Eileen Myles’ “Everyday Barf” sounds exactly like how Bellamy writes in her own essay about it: “Eileen said she wrote ‘Everyday Barf’ straight through in a rush, she said she didn’t know herself as she wrote it how or why it worked, but she was on a roll, she knew it was good what she was doing, she knew to just keep on going, to not stop, to let the rush flow through her.” Both this sentence and what it is describing (Myles’ essay), are this nonstop flow of words from one destination to the next (having not read the sentence and having read the sentence / having not read the essay and having read the essay), similar to the act of vomiting. Both essays are a series not necessarily of events but of anecdotes, of pieces of other stories, told in summary but not ever devolving into scenes. “I wrote my destiny on a boat. I was living in P-town this summer in Mimi’s house where she often pointed out that Charles (Bernstein) had also lived with his family. Each time I left that house to go to New York or California I took a quick boat and this one time it was the week of the RNC and I thought well I’ll write the fucking seating on the way to the reading in New York. It’s a political reading, so I’m thinking that way.” (Everyday Barf) “I even tried to read. There was this great book Chronophobia which was about time. Like what’s not, right. I can barely tell you what it was about yet I feel all these systems kicking in. Like when you hear your computer shift. The book was just so right. People driving in cars on unborn highways, people blowing things up in deserts. A woman Bridget Riley going to see a collector who turned her work into a dress.”

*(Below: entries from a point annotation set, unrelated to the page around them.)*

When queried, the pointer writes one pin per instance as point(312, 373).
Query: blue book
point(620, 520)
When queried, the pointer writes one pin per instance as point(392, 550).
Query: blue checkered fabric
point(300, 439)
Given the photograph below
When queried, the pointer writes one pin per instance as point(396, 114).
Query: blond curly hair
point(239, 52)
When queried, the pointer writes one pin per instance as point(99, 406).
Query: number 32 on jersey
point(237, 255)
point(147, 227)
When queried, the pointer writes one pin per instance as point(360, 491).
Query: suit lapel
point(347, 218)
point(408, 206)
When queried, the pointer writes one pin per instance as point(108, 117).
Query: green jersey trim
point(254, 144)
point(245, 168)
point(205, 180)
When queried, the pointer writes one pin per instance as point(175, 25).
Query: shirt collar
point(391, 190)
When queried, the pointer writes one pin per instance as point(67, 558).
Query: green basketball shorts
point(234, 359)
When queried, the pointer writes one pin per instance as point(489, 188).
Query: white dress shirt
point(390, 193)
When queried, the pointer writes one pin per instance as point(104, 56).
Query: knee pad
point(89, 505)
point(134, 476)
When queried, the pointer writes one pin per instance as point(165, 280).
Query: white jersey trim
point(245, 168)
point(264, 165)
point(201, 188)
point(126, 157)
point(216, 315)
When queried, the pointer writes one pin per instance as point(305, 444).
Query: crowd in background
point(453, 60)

The form of the piece: prose writing in sentences after sentences, lends itself to the content of the piece: a series of events that possibly add up to something but are presented in such a roundabout way that it is difficult to make sense of them. But is making sense something that a piece should be striving for? Is it not enough to simply vomit onto a page and then make everyone else deal with it? The person who cleans up a piece of writing to make it more legible and reasonable is simply your future self when they are revising, and if you’ve decided that you don’t want to be legible or reasonable, then you’re done. Bellamy and Myles both do this in not-scenes, in anecdotes of their little memoirs of essays; “Meaning is so surplus it decimates form — or is it the other way around, its form is so vicious it beats the fucking pony of content to bits. The pony explodes and chunks of content bob about, collide with one another in the great toilet bowl of memoir.” (Barf Manifesto)
Each essay sets out to say something through anecdote, and also through vomit, and performs this action by being herded into paragraphs and told to perform like an essay for a reader. If there was dialogue, if there was a coherent story, it would follow the form of a story instead of vomit, and would not work as well. Experimental fiction; but trying to say something, not be something.